Former parliament Speaker Jasem Al Khorafi on Wednesday challenged the former lawmakers who opposed the amendments to prove they are the true representatives of the people.

“The decision to amend the electoral law was a necessity that serves the higher interests of the nation,” he said. “Whoever is confident enough and claims he is representing the nation should take part in the elections so that when he wins, he is a legitimately elected lawmaker and can then make statements on behalf of the nation,” he said.

With both sides mobilising Kuwaitis for their positions, the medical association said that it would not call for the participation or boycott of the elections.

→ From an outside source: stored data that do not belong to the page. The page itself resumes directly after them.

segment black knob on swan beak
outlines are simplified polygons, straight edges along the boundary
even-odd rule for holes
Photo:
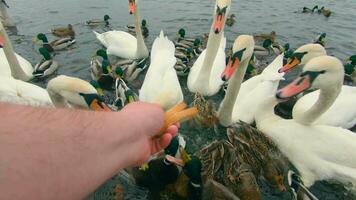
[[[219,34],[219,29],[215,29],[215,34]]]
[[[226,81],[227,81],[226,76],[223,76],[221,79],[222,79],[224,82],[226,82]]]

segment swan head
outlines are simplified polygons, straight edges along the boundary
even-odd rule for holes
[[[279,70],[279,73],[288,72],[298,65],[305,65],[313,58],[325,55],[326,50],[320,44],[303,45],[293,52],[291,57],[288,58],[287,64]]]
[[[104,96],[104,90],[101,88],[101,86],[99,85],[98,81],[91,80],[90,81],[90,85],[93,86],[96,89],[96,91],[98,92],[98,94],[100,96]]]
[[[309,89],[329,90],[341,87],[344,68],[341,61],[332,56],[319,56],[309,61],[298,78],[277,92],[278,99],[288,99]]]
[[[5,44],[5,39],[0,33],[0,49],[2,49],[4,47],[4,44]]]
[[[99,49],[96,51],[95,56],[102,57],[104,60],[108,60],[108,54],[104,49]]]
[[[43,58],[45,60],[51,60],[52,59],[51,54],[48,52],[48,50],[46,48],[41,47],[41,48],[38,49],[38,52],[43,56]]]
[[[236,38],[232,48],[232,55],[229,56],[225,71],[221,75],[223,81],[230,80],[241,62],[250,61],[254,47],[255,41],[252,36],[240,35]]]
[[[214,14],[213,30],[219,34],[225,27],[225,21],[230,11],[231,0],[217,0],[216,11]]]
[[[48,43],[48,39],[47,39],[46,35],[43,34],[43,33],[39,33],[39,34],[37,35],[37,37],[36,37],[36,40],[37,40],[37,41],[38,41],[38,40],[41,40],[41,41],[44,42],[44,43]]]
[[[111,19],[109,15],[104,15],[104,21],[108,21],[109,19]]]
[[[137,4],[137,0],[129,0],[129,12],[130,12],[130,15],[135,13],[136,4]]]

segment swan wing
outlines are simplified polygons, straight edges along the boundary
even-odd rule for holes
[[[25,72],[25,74],[28,77],[32,77],[32,73],[33,73],[33,67],[32,64],[30,62],[28,62],[25,58],[23,58],[22,56],[18,55],[17,53],[15,53],[16,58],[20,64],[20,67],[22,68],[22,70]],[[11,76],[11,69],[10,69],[10,65],[7,61],[7,58],[5,56],[4,50],[0,49],[0,58],[1,58],[1,62],[0,62],[0,76],[5,76],[5,77],[12,77]]]

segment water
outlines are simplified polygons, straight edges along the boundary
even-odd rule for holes
[[[84,25],[85,21],[93,18],[101,19],[104,14],[109,14],[113,29],[126,30],[125,26],[133,23],[132,16],[128,14],[127,0],[7,0],[7,2],[10,5],[8,12],[17,22],[17,32],[10,34],[14,48],[32,64],[40,59],[37,54],[39,46],[33,43],[37,33],[47,33],[53,26],[73,24],[77,44],[75,48],[56,56],[56,60],[60,63],[58,74],[85,80],[90,80],[90,57],[101,48],[92,33],[93,29]],[[141,0],[141,16],[148,20],[150,29],[147,46],[151,47],[152,41],[160,30],[164,30],[171,39],[179,28],[185,28],[188,36],[208,32],[213,5],[213,0]],[[333,14],[330,18],[325,18],[318,14],[300,12],[303,6],[314,5],[325,6],[331,9]],[[326,32],[328,54],[344,59],[356,54],[355,10],[354,0],[233,0],[230,12],[236,15],[237,22],[233,27],[226,27],[225,34],[228,46],[231,46],[239,34],[269,33],[274,30],[277,32],[279,43],[289,42],[291,47],[296,48],[310,42],[319,33]],[[105,31],[100,27],[95,30]],[[49,40],[53,39],[49,34],[48,36]],[[186,81],[182,79],[181,82]],[[39,84],[44,86],[46,83]],[[191,100],[191,94],[188,94],[186,88],[184,90],[186,99]],[[219,94],[214,100],[219,101],[221,98],[222,94]],[[224,133],[223,131],[218,132]],[[189,125],[185,125],[181,132],[187,137],[192,151],[216,137],[221,137],[213,129],[198,130]],[[314,187],[313,191],[321,199],[346,199],[343,195],[344,189],[338,185],[322,183]],[[339,193],[334,195],[337,191]],[[281,199],[281,197],[266,194],[265,199]]]

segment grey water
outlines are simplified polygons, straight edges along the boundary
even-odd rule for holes
[[[56,55],[55,59],[60,63],[58,74],[85,80],[90,80],[90,58],[101,48],[92,31],[108,30],[103,27],[92,29],[85,26],[85,22],[93,18],[101,19],[108,14],[112,18],[112,29],[126,30],[126,25],[133,23],[133,17],[128,13],[127,0],[7,0],[7,3],[10,6],[8,12],[17,23],[17,30],[9,32],[14,48],[32,64],[40,60],[37,53],[39,46],[33,42],[38,33],[48,33],[54,26],[73,24],[77,44],[74,48]],[[140,0],[141,17],[148,21],[150,30],[150,36],[146,40],[148,47],[151,47],[160,30],[164,30],[170,39],[175,38],[179,28],[185,28],[188,36],[209,32],[214,3],[214,0]],[[302,7],[311,8],[314,5],[331,9],[331,17],[301,13]],[[240,34],[276,31],[277,42],[288,42],[291,47],[297,48],[325,32],[328,54],[344,59],[356,54],[355,10],[355,0],[232,0],[230,13],[236,15],[237,22],[233,27],[225,28],[225,35],[228,46],[231,46]],[[50,34],[48,36],[49,40],[54,39]],[[183,83],[184,79],[181,81]],[[46,83],[38,84],[45,86]],[[185,87],[183,89],[186,99],[191,100],[192,95]],[[214,98],[216,102],[221,99],[221,94]],[[223,133],[219,135],[216,132],[223,131],[184,125],[181,133],[188,140],[189,150],[195,151],[221,137]],[[109,194],[112,182],[104,185],[100,192]],[[133,195],[126,196],[125,199],[139,199],[140,195],[145,197],[145,191],[134,186],[128,188],[133,191]],[[345,188],[338,184],[319,183],[313,187],[313,192],[320,199],[350,199]],[[100,195],[94,195],[91,199],[100,199]],[[289,198],[288,195],[264,190],[264,199]]]

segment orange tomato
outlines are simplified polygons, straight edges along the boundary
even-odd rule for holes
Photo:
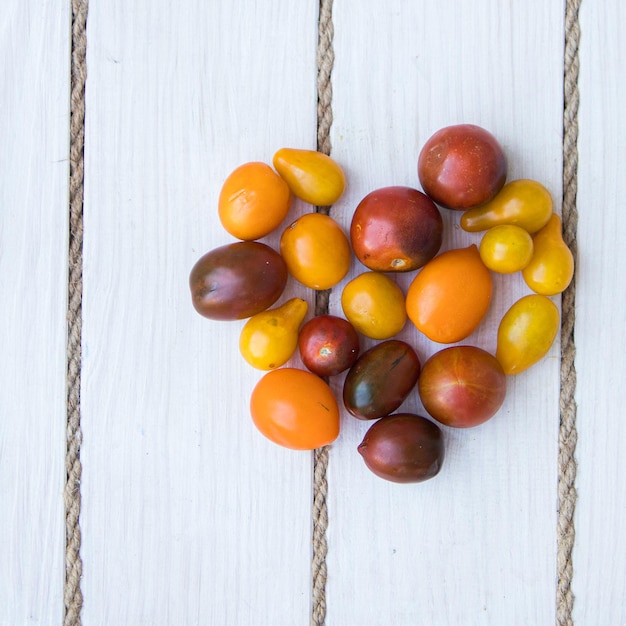
[[[289,225],[280,239],[289,273],[305,287],[329,289],[350,268],[350,243],[341,226],[323,213],[307,213]]]
[[[339,435],[339,407],[328,384],[293,367],[272,370],[259,380],[250,414],[265,437],[293,450],[313,450]]]
[[[491,303],[491,273],[476,245],[443,252],[413,279],[406,310],[432,341],[455,343],[478,327]]]
[[[253,241],[269,235],[285,219],[292,195],[287,183],[266,163],[244,163],[224,181],[218,215],[233,237]]]

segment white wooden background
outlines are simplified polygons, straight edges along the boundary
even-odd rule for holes
[[[0,12],[3,626],[63,614],[69,4],[4,0]],[[237,352],[242,324],[195,314],[187,277],[230,241],[215,210],[225,176],[283,146],[315,147],[317,3],[89,4],[83,623],[307,624],[311,454],[256,432],[247,403],[261,374]],[[494,132],[510,178],[542,181],[558,205],[563,14],[562,1],[335,0],[340,223],[376,187],[418,186],[421,145],[458,122]],[[585,0],[580,24],[574,620],[616,626],[626,9]],[[446,247],[477,241],[445,219]],[[498,279],[472,342],[493,349],[499,317],[524,293]],[[312,303],[290,283],[293,294]],[[404,336],[423,359],[435,349]],[[446,431],[444,468],[421,485],[370,474],[355,451],[367,424],[344,416],[328,468],[328,626],[554,624],[559,346],[509,382],[491,422]]]

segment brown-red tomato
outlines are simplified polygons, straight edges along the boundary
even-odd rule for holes
[[[356,257],[371,270],[410,272],[439,248],[443,221],[434,202],[410,187],[383,187],[357,206],[350,225]]]

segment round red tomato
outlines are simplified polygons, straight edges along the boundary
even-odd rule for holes
[[[357,206],[350,225],[356,257],[371,270],[410,272],[441,247],[443,221],[435,203],[410,187],[383,187]]]
[[[422,148],[417,173],[439,205],[465,211],[488,202],[502,189],[507,160],[497,139],[473,124],[447,126]]]

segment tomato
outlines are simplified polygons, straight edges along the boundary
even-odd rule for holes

“We are fully convinced that every citizen is responsible for his or her personal decisions,” the association said. “No association or civil society organisation has the right to impose its views or custody on its members or on the society because everybody is free and entitled to their opinion. They are free in their views, be they in favour or against the amendment of the electoral law,” the association said in a statement published by Sabr news site.

The association said that it does not want to get involved in purely political issues that are not related to the professional rights of the people it represents.

The association’s stance sharply contrasted with those expressed by other groups that openly supported or opposed the changes.

The recent crisis is the worst in Kuwait since it was invaded in 1990 by the Iraqi former regime of Saddam Hussain.